The overall prediction accuracy was tested by using the network models saved at 10,000, 20,000, and 50,000 network iterations, respectively. When the number of iterations was 10,000, the prediction accuracy was 92.0%, and when the number of iterations was 20,000, the prediction accuracy was 93.6%. When the number of times is 50,000, the prediction accuracy is 94.4%. Instead of using a fixed 3 × 3 kernel size, we use different sized kernels to smooth out predictions. The new network structure does not need to be retrained; it only needs to use different scale network models to make predictions and finally fuse all the available data. The test Faster R-CNN achieves 70% accuracy on VOC2007. In Faster R–CNN, the I-Rush N (Region Proposal Nerdors) network layer is introduced to replace the previous proposal box selection operation, and the softmax loss is used to regress the position of the proposal box, enabling testing Faster R. The accuracy rate of CNN on VOC2007 reaches 73%, which greatly improves the accuracy.

5. Conclusion

This paper deeply studies the core composition of convolutional network and the principles of each operation, including basic feature extraction network, downsampling, upsampling, transposed convolution, and other operations.

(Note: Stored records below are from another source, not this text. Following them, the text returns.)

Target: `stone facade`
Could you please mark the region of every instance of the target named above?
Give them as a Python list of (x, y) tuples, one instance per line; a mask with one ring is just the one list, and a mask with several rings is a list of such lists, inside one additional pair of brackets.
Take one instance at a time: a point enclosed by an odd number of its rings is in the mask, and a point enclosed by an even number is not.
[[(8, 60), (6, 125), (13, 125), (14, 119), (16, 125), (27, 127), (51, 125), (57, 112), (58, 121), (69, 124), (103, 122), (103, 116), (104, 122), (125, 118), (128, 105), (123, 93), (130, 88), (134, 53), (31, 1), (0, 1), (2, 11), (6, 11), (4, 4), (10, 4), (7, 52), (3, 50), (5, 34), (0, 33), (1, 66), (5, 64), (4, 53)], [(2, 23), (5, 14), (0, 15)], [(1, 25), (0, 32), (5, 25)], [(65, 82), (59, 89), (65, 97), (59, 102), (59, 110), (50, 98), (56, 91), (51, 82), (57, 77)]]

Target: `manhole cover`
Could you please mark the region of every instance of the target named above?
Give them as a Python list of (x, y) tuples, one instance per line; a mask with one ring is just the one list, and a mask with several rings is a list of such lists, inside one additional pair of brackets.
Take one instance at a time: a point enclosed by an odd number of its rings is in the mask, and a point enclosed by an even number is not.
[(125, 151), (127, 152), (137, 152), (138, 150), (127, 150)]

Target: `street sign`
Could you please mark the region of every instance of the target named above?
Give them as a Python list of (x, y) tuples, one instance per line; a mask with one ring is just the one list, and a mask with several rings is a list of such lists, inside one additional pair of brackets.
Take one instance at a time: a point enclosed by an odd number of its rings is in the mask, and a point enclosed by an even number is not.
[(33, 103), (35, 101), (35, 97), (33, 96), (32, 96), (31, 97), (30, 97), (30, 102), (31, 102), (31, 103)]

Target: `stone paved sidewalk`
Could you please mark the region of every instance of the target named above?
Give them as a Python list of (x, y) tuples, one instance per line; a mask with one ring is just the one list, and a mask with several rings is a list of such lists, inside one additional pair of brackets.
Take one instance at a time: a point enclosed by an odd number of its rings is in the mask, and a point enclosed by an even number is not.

In view of the low accuracy of the original segmentation network algorithm in the indoor complex road environment, an improved fully convolutional neural network art index segmentation algorithm is designed. The whole framework is divided into two parts. The shallow features are combined with the deep abstract features, and multiscale art index information is added, which makes the reference information for the final prediction and segmentation of the network more comprehensive. By completing the verification on the experimental scene data set, the convergence speed is improved. In order to better realize indoor scene understanding, a multitask segmentation algorithm based on fully convolutional neural network is proposed, which realizes the segmentation of indoor complex environment. By adding the target detection branch to the improved urban street segmentation algorithm, the task of combining urban street classification, detection, and segmentation is innovatively realized, and the network is further optimized. By improving the network loss function, using deeper feature extraction network and model optimization algorithm to improve the algorithm, and using the transfer learning idea to adjust the training, the results prove good robustness in complex indoor segmentation scenes and, at the same time, improve the average accuracy.

Data Availability

The data used to support the findings of this study are available from the corresponding author upon request.

Conflicts of Interest

The authors declare that they have no known competing financial interests or personal relationships that could have appeared to influence the work reported in this paper.

Acknowledgments

This work was supported by Henan College of Transportation.